The Favorite Movie Period/Place Meme
By Marilyn Ferdinand
A few days ago, Daniel Getahun at the glorious blog Getafilm challenged me and several other bloggers to come up with a post for a meme he dreamed up. We were to choose a place (real or imaginary) and a time (past, present, or future) depicted in one or more films that we'd most like to visit and explain why. Here is what I chose.
Place: Rio de Janeiro, Brazil
Time/Period: 1959
As Seen In: Bossa Nova (2000)
This movie is a bit of a cheat as a representative of the period I’ve chosen. It actually takes place in 2000, but the director, Bruno Barreto, meant it to be an homage to the Rio of Antonio Carlos Jobim, a sun-filled, lively boulevard of music and magic. Whether that place ever existed outside of a travel brochure, there is a place in my heart that fervently hopes that it did and that I could drop in at will.

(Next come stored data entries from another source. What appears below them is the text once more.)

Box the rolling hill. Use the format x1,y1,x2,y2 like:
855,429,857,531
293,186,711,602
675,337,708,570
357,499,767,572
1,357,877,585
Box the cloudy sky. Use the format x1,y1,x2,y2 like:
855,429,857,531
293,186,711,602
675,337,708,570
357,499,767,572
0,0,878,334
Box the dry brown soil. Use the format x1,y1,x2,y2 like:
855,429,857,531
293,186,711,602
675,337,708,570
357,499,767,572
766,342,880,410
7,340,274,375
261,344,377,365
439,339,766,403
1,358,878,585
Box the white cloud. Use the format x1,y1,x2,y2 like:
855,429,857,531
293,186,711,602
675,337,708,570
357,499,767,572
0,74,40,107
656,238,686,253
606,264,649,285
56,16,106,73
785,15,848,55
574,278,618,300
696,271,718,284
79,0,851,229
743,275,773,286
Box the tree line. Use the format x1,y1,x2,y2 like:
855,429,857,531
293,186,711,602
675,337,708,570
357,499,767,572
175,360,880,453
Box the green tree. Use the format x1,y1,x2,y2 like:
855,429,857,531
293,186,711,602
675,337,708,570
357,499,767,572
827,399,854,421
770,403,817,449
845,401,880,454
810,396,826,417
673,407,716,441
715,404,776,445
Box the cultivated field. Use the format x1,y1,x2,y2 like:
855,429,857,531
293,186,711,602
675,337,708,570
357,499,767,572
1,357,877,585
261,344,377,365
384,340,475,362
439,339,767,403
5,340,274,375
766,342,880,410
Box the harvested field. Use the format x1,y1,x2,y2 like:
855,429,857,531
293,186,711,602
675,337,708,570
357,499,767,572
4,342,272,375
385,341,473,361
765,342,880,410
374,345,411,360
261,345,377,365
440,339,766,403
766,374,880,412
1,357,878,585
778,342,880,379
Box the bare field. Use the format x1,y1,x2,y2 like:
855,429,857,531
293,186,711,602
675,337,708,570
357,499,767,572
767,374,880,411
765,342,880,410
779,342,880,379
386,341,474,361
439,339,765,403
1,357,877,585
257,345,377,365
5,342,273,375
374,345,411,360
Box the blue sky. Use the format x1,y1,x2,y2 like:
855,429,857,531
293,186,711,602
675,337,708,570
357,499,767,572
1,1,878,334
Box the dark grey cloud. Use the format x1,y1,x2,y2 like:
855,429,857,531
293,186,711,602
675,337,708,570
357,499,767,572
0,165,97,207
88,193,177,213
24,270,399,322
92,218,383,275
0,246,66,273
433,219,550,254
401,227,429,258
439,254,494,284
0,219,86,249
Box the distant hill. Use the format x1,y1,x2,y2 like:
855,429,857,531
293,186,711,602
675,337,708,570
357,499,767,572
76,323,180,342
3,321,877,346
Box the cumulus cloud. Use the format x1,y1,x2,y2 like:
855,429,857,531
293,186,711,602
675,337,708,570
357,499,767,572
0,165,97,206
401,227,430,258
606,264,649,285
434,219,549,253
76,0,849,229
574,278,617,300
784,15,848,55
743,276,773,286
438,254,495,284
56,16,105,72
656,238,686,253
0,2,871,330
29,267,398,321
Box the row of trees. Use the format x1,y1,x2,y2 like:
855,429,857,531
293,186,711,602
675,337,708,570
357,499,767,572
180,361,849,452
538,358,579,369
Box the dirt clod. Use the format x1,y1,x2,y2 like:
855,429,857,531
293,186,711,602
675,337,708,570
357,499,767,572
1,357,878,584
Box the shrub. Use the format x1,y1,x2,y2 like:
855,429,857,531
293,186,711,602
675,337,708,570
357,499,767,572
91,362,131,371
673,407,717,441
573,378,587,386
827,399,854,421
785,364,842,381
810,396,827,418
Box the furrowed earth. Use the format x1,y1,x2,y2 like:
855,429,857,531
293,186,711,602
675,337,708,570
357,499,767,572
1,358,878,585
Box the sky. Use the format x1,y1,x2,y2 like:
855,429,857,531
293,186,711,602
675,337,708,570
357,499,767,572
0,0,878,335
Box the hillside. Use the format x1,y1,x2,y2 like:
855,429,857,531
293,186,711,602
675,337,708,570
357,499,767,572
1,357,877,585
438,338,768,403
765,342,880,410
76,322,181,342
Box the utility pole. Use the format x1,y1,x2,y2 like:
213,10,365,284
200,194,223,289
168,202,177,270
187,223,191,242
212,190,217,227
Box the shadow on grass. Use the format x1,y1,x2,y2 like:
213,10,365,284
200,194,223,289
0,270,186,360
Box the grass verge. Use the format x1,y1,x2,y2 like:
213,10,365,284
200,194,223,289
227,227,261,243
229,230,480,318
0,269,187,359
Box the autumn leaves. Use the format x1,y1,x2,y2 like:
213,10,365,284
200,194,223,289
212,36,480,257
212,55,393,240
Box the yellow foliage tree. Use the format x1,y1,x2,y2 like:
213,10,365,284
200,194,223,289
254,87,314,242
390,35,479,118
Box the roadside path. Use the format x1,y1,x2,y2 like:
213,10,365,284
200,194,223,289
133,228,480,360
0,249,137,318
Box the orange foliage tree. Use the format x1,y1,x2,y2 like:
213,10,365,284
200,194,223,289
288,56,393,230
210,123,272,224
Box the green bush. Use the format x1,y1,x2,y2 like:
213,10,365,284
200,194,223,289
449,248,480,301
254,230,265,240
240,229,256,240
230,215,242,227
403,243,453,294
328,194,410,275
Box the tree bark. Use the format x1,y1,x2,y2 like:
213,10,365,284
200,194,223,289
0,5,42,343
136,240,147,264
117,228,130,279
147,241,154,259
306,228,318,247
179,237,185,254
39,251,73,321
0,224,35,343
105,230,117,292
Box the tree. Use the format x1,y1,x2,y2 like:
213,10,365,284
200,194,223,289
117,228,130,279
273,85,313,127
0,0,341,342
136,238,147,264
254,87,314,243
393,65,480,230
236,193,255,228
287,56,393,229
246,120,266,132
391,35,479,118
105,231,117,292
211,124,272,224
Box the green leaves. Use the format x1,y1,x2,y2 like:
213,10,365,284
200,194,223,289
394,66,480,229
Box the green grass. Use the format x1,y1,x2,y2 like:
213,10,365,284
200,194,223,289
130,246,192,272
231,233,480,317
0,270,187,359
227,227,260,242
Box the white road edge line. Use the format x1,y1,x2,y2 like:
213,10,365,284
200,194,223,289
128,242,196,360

Rio, of course, is graced with natural beauty even today. Its gorgeous white beaches and the creatures who inhabit them inspired the bossa nova classic “The Girl from Ipanema.” In 1959, bossa nova music was breaking through in Brazilian society:
The bossa nova appeared in Rio de Janeiro in the late 1950's. At first it was played as an intimate music in the apartments of Rio's middle and upper-middle classes. The music mingled the Brazilian samba beat with American jazz. Later on, bossa nova became a trademark of a new concept of music - a little sad, sometimes sung off-key, and where the lyrics have great importance.
The roots of cinema novo were sprouting, producing exciting films that were giving the French New Wave a run for its money, combining real people and locations with the Brazilian Tropicalism movement that rejected European influences—particularly sexual inhibitions.
In Bossa Nova, the colors are bright, the sea is inviting, the beaches are pristine places to walk and play, the men are passionate and romantic, the women are assertive and comfortable with their sexuality, and everyone seems to be drunk with the love of life. A palpable nostalgia echoes with the strains of the sad, minor-key bossa nova, as Brazil stood poised to move into a socially progressive era that would be suppressed by dictatorship in only a few short years. 1959 was that perfect moment, the carefree pause between the inhale and exhale of history. That’s where I want to be.
For more about Brazilian history and culture:
As usual, I’ll forgo tagging anyone. If you want to do this anyway, link back to Getafilm. l

4 Comments:
At May 29, 2009 1:13 PM, Daniel said…
Thanks, Marilyn. Brazil has always been a place near the top of my list to visit, though the opportunity has never presented itself well enough. As such, movies are the next best thing. Last year I saw City of Men, Manda Bala, and Mutum, all three of which portrayed very different parts of the country.
Another movie that you might enjoy - The Year My Parents Went on Vacation, a coming-of-age story during the political turmoil in Sao Paolo in the early 70's. It was a bit of an unheralded movie last year.
Anyway, I have not seen Bossa Nova but I was thrown off a bit by the trailer. I feel like there is almost never a female voiceover in trailers.
Thanks for playing along and re-stoking my desire to go to that country - I can't say you could have captured the spirit of this meme any better!